The Taiwan Ratings Corporation (TRC) on Thursday issued a warning with regard to the territory's banking sector, suggesting that an ongoing "flight to quality" could sound the death knell for certain ailing banks.
Analyst, Susan Chu explained that:
"The government takeover and sell-off of several failing Taiwanese banking institutions over the past 14 months has depositors on edge. Savers are fleeing lower-rated banks in droves and flocking to more reputable lenders, despite a government-backed credit guarantee that protects deposits. The fund-starved banks face significant challenges to overcome the negative sentiment and secure new business. As credit profiles deteriorate, further culling is possible this year."
However, she added that:
"Despite the ongoing upheaval, Taiwan's banking system remains largely stable, as the failed and creaking institutions account for only a small proportion of total system assets. With two now-defunct banks selectively defaulting on bond issues in 2007, holders of subordinated bank debt and similar instruments have more reasons to worry."
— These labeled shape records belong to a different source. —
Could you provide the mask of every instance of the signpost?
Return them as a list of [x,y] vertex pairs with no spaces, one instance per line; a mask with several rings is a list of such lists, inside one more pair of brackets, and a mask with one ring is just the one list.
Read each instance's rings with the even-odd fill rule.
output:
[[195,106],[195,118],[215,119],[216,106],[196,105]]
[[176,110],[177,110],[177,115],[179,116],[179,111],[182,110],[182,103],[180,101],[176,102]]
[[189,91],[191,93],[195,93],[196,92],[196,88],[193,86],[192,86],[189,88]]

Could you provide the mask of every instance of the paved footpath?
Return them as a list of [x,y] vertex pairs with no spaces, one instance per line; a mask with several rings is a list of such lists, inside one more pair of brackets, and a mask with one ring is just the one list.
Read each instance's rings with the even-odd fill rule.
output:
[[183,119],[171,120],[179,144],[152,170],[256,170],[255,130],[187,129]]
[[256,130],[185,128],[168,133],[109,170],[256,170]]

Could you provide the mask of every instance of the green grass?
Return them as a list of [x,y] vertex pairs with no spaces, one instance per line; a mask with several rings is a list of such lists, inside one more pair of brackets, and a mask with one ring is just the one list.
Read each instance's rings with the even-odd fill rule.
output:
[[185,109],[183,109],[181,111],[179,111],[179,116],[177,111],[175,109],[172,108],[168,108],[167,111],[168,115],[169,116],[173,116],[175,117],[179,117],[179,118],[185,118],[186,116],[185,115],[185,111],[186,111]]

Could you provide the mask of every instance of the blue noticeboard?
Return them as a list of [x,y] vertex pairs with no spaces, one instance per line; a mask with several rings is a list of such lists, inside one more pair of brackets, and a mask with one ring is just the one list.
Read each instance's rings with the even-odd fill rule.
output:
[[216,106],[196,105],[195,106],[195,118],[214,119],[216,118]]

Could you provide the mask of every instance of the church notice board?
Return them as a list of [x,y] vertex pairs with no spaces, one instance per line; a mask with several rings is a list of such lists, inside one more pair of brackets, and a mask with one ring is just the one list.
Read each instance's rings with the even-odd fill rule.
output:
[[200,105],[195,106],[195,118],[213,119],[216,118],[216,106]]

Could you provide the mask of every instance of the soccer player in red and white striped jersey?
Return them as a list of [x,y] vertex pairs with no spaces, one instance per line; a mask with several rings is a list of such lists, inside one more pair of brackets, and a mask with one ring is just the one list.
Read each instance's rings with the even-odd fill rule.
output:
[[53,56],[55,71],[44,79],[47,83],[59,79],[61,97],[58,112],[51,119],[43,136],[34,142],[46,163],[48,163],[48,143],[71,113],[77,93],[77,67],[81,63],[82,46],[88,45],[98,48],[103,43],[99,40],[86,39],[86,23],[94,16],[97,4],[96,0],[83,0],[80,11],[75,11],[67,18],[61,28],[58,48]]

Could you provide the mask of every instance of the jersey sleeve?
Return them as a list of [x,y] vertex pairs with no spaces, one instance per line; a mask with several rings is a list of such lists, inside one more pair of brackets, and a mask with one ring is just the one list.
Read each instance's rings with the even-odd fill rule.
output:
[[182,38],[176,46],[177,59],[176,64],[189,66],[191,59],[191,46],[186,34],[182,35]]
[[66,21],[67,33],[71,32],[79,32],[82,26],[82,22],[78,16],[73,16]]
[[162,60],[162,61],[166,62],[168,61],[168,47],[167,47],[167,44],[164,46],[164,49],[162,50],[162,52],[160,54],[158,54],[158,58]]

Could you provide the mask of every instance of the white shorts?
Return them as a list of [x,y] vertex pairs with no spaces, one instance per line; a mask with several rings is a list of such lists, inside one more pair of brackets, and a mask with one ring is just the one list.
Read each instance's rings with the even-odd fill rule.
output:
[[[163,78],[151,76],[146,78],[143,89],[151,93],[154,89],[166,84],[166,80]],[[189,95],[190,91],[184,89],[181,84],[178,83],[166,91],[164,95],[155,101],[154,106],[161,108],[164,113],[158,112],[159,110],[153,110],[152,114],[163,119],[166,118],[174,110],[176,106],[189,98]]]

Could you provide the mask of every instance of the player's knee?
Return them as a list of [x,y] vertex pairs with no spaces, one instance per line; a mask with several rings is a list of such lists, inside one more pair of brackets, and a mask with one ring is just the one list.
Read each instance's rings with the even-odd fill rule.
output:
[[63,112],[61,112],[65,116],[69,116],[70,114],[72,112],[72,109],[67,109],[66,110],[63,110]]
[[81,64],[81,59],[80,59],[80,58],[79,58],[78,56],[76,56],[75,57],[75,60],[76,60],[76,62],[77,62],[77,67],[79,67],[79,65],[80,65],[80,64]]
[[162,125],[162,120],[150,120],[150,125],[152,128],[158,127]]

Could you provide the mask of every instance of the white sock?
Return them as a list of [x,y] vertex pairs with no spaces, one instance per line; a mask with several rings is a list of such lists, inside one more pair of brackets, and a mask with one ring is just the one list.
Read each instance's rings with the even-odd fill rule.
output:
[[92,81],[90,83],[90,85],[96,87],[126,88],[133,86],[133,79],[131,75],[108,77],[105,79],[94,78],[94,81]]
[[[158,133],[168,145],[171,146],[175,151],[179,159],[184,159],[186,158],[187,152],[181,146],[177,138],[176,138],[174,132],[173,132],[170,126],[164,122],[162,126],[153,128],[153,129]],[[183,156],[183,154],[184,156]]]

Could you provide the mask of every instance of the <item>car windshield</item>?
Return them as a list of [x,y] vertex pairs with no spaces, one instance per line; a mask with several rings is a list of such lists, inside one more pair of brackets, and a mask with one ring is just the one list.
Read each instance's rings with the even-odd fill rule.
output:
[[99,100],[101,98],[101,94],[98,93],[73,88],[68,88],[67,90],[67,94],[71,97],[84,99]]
Ms Chu went on to explain that the Central Deposit Insurance Corp (CDIC), which is permitted under Taiwanese banking legislation to assume operation of banks if they appear unlikely to be able to fulfil their financial obligations, took control of six such banks between December 2006 and January 2008, following an "industrywide deterioration in consumer credit quality".
She suggested that:
"Consumers' flight to quality made it more difficult for the banks to attract new capital and retain liquidity. Various regulatory measures included an initiative from 2001 to 2006 that allowed banks to delay the recognition of credit costs related to the disposal of NPLs to asset management companies, but these only postponed the inevitable."
In conclusion, the TRC analyst predicted that:
"The flight to quality, which will further widen the risk profile gap between stronger and weaker banks, could catapult more banks into trouble in 2008. To ensure a stable financial system, the regulator is likely to protect most of the obligations (mainly deposits) of banks that stumble upon hard times. But investors in the riskier end of the bank bond market could still be in for some sleepless nights."